Scott-Mottley: Don't blame us if murders increase in St James
Donna Scott-Mottley, opposition spokesperson on justice, says that the People's National Party (PNP) will not accept any blame if murders increase in St James, noting that the Government has the power to ensure that sufficient members of the security forces are deployed in the parish to maintain law and order.
"If murder goes up in St James, the Government has to take responsibility because it would mean that their crime-fighting strategies have failed," Scott-Mottley, who is also an attorney-at-law, said at a PNP press conference at the party's St Andrew headquarters yesterday.
She said that the Jamaica Constabulary Force Act gives the police the right to cordon, search, detain, curfew, and set up roadblocks.
"When we vote against the state of emergency, we are saying, 'Montego Bay, I know you don't want 4,000 young people to be scraped up and put in jail'. That is the only element that has been removed," she reasoned.

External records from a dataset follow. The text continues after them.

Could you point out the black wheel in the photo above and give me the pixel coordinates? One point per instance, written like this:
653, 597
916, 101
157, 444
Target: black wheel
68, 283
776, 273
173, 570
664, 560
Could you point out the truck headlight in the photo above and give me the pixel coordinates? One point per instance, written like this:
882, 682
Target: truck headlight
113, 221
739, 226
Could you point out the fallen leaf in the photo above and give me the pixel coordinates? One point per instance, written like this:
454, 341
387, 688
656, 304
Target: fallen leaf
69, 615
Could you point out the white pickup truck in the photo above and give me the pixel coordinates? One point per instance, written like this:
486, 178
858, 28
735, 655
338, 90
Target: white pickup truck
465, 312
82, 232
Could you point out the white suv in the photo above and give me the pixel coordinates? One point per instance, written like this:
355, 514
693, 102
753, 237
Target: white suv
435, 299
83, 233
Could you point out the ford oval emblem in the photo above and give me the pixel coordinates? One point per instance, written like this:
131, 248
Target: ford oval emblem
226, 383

In Gordon House on Tuesday, the parliamentary Opposition voted against an extension of states of emergency in St James, St Catherine north, and sections of Kingston.

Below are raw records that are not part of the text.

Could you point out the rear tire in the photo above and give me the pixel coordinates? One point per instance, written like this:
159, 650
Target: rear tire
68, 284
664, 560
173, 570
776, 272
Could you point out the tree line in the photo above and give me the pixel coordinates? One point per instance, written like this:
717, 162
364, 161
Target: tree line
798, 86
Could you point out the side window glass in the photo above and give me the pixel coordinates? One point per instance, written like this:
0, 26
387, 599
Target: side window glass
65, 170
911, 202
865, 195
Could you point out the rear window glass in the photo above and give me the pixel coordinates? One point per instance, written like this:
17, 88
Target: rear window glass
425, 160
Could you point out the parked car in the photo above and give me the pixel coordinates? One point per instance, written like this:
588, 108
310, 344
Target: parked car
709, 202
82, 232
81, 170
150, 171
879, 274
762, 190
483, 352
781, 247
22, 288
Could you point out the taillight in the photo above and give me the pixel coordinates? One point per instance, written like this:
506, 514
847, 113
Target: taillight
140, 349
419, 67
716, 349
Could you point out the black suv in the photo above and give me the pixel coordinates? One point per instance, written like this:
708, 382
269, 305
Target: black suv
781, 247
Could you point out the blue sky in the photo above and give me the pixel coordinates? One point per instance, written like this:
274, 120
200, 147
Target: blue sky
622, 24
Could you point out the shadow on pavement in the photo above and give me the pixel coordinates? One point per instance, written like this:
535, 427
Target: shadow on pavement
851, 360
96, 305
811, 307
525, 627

DECLINE IN MURDERS WITH NO SOE
Former national security minister Peter Bunting told journalists that following the Tivoli operations in May 2010 to arrest then drug lord Christopher 'Dudus' Coke, murders over a five-year period up to 2015 averaged 1,100 (plus or minus 10 per cent) per annum.
"It was since 2016 that the number of murders broke out of that band and spiked again to 1,600. Now, this year, 2018, even with three states of emergency and two ZOSOs (zones of special operations), we will end the year at about 1,300 murders."
This, Bunting noted, would exceed the annual numbers for 2010-2015 when there were no states of emergency.
Highlighting reduction in murders in selected parishes, Bunting said that there was a dramatic plunge of 70 per cent in the number of persons killed in St James. In St Catherine north, where a state of emergency was declared in March this year, there was a 26.6 per cent decline in murders. In Kingston central, where there is no state of emergency, there is a 44 per cent fall in murders, while in Manchester, there is a decline of 36 per cent. St Ann shows a 26 per cent reduction, while Clarendon has a 21 per cent decline and St Elizabeth, 19 per cent.
Bunting insisted that in several police divisions, where no states of public emergency were declared, there were double-digit declines in murder.